The demolition advocates stated that tearing down the el would spark commercial development, but the redevelopment so far in Woodlawn has been overwhelmingly residential–mostly low-density, upper-income town homes and single-family houses. Among the projects planned, under construction, or already complete are the houses of Kenwood Crossing; the 40-odd “Frank Lloyd Wright-style” ranch houses of gated Plaisance Place, priced around $150,000; the dozen town houses of Woodlawn Commons, from $162,000 to $179,000; four single-family homes priced from $199,000 to $230,000 in Midway Commons; and the comparably priced condos of Midway Plaisance Condos and detached houses of Kenwood Pointe. (The average household income of current Woodlawn residents is less than $14,000.) Meanwhile virtually no commercial or mixed-use development is even on the drawing boards. Except for a couple of new businesses in the area around the Cottage Grove el stop, the only other new retailer in Woodlawn is a gas station. The Woodlawn emerging from redevelopment looks more like a suburban bedroom community than a city neighborhood.

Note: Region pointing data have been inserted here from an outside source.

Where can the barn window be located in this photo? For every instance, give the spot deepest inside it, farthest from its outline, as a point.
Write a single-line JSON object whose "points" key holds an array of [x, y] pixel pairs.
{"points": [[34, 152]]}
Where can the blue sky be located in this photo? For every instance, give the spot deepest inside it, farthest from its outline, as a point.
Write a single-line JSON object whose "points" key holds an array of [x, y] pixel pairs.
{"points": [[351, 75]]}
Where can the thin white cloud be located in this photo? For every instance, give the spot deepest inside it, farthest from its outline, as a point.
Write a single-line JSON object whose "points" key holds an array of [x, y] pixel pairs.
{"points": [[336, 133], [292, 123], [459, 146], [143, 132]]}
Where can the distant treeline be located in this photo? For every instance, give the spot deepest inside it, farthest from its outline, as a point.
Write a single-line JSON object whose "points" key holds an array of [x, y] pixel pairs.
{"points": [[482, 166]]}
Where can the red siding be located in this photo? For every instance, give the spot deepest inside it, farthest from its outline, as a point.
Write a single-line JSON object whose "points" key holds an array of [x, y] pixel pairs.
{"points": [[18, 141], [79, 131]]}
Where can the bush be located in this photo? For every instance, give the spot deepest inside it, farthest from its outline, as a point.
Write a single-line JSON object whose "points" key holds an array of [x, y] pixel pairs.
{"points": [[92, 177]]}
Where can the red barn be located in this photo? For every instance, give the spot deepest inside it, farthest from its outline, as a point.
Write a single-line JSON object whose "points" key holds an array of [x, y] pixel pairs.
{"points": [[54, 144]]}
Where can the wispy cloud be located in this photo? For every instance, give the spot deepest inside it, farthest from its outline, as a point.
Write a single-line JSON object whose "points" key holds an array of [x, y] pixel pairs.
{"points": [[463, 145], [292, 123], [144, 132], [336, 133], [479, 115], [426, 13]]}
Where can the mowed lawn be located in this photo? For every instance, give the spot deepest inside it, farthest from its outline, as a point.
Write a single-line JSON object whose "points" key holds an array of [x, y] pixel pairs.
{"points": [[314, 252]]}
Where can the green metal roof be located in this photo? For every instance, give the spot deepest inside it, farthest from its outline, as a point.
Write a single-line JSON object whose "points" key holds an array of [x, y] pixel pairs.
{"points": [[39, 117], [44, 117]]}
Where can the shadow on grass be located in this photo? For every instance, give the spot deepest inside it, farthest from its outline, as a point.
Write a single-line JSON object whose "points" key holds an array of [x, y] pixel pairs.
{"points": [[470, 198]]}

Now that the area is being redeveloped and people are moving in, ridership on the el almost certainly would have gone up. But the people who are spearheading redevelopment in Woodlawn seem to envision a community where everyone has a garage and drives to work and to the store. “In a dense community with lots of public transit people tend to take public transit,” says Jackie Leavy of the Neighborhood Capital Budget Group, which has done a lot of analysis of the CTA over the years. “What the people pushing for the removal of the 63rd Street el did not understand is that Woodlawn should be an urban community with the density to support public transit.”
A major public transportation resource has now been permanently scrapped. “This would have been a completely different debate if the line stopped at Cottage Grove and some group was saying, ‘Let’s extend it to Stony Island.’ But the line was already there,” says CEPA researcher Gregory Munson, who cowrote the reports on the 63rd Street el. “In the end the demolition seems to have come down to currying favor with two Woodlawn ministers [Brazier and Finney] and the University of Chicago, by transforming Woodlawn into a safe, suburbanlike setting. Of course in an era when city-sponsored retail development means a TIF-funded shopping strip with a big parking lot and no access to public transportation, it comes as no surprise that the city would support the demolition of the el. But what happens when city planners finally come to their senses?” By then, of course, it will be too late for Woodlawn and the Jackson Park el. But as redevelopment and CTA retrenchment gather speed, it’s a safe bet this won’t be the last such debate.